In 1964, Hamburger Flugzeugbau (HFB) received an order from the Federal Ministry of Defense (BMVg) to study a ground attack and reconnaissance aircraft with VTOL properties (Vertical Take Off and Landing). For HFB this was a welcome opportunity to conduct timely research in military air-wrapping and testing. So it is hardly surprising that from the very beginning a close cooperation was sought with the Ryan Aeronautical Company in San Diego and that this was called on as a subcontractor together with the engine manufacturer General Electric.
Under the designation HFB 530 or HFB Y2A Ranger, the design of a 13.73 m long twin-engine high-wing aircraft with a span of 7.97 m and conventional tail unit was created. The great feature of the HFB 530, analogous to the XV-5A, was a so-called lift fan system, which was developed at General Electric by the former BMW engineer Peter Kappus. In principle, this is a single-circle jet engine, which is pneumatically coupled via a system of pipes with a single-stage axial fan - the lift fan. The axial fan is driven by a blade tip turbine, which in turn is powered by the hot exhaust gas jet from one of the two main engines. In this way, a cold lifting jet can be generated at low speed, but with a large air mass and a significantly higher momentum than that of the hot exhaust gas jet from the cruise drive. A total of eight of these lift fans were intended for the Ranger.
During the take-off and landing phases and when hovering, the two cruise engines of the type GE J85-J1, each with 1685 kp static thrust, were only intended to serve as gas generators for the lift fans. These were in pairs for a total of four sliding platforms on the underside of the fuselage in front of and behind the wings. The transition to or from level flight would have been effected by appropriate deflection of the fan beam. The control of the machine during the hover flight around the longitudinal and transverse axis should be done by different loading of the blade tip turbines and thus a change in the lifting capacity of the respective lift-fan pair. Appropriate twisting of the beam deflection grids would have enabled steering around the vertical axis. For normal cruise flight, the fan platforms should be fully retracted into the fuselage.
In contrast to other drive systems, the advantages of lift-fan technology were obvious. No additional (lift) engines were required for take-off and hovering. Switching from cruising to lifting thrust was also possible without any problems, and no additional jets were required for control in hovering flight. And since the fans only generated a low air flow rate, the machine could easily be used from unprepared places. All arguments that seemed to promise a great future for the lift-fan system - also or especially in the civil sector. Therefore, HFB soon also dealt with a number of other lift fan projects, some of which will be presented at a later point in time in FLUGZEUG CLASSIC.
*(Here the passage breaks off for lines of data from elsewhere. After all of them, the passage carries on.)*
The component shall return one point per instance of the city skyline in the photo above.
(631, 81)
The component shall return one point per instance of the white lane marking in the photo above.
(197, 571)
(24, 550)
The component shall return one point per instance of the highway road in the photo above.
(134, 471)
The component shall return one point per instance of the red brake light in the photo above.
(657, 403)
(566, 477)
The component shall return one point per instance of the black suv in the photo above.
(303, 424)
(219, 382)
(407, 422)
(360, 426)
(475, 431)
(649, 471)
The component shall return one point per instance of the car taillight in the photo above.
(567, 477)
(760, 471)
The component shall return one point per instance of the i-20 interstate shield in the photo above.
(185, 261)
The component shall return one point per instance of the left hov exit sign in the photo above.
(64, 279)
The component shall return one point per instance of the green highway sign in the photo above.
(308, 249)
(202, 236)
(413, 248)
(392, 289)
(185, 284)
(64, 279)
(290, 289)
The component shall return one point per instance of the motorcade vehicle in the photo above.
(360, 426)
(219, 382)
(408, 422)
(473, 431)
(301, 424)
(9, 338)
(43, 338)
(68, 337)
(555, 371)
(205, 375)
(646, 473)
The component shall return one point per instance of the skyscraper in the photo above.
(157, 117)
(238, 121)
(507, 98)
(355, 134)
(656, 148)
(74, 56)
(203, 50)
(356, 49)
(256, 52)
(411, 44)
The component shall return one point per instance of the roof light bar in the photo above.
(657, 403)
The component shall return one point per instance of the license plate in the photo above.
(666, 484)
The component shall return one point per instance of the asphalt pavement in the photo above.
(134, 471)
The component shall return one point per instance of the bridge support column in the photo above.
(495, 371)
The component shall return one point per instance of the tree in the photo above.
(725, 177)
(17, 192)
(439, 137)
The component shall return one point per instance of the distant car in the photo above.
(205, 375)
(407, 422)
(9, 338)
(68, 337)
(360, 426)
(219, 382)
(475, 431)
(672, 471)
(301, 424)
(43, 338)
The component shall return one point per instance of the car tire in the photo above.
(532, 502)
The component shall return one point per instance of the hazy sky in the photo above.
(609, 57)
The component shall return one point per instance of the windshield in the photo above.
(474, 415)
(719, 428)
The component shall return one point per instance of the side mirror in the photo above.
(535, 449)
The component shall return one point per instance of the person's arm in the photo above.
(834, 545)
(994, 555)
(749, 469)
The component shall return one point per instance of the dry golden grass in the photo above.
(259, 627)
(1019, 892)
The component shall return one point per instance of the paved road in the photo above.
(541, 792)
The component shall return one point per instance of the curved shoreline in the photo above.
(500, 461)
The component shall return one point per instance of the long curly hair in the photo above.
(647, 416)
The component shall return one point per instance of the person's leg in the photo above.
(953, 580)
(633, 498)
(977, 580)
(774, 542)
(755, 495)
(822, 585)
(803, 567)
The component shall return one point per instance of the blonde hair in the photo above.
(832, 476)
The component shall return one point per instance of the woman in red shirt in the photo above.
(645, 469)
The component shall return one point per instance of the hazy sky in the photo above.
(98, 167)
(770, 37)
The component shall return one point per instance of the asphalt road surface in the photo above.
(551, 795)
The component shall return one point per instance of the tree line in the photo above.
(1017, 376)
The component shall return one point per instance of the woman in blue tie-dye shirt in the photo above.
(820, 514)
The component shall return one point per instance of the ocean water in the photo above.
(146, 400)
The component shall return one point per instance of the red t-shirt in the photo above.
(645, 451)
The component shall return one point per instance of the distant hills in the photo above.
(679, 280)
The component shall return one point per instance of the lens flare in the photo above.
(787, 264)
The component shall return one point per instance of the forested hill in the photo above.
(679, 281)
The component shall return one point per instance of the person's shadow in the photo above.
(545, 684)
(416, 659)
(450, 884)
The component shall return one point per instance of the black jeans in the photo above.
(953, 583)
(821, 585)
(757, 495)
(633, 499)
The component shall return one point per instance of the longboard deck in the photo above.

A total of 14 HFB engineers and designers were supervised directly in the USA for a good three months with project work for the Ranger, including Dr. Richard Vogt, who was responsible for the unusual BV 141, for example. When the project study was finally completed, the BMVg stopped work on the Ranger at the end of 1966. The NATO operational philosophy was beginning to change then, and so did it gradual move away from military VTOL technology. Only experimental programs remained, such as the VAK 191 B. Nevertheless, the work on the Ranger was not in vain, because the knowledge gained with it enabled HFB the "intensive participation in fundamental future tasks of military aviation technology in cooperation with the other German aircraft companies".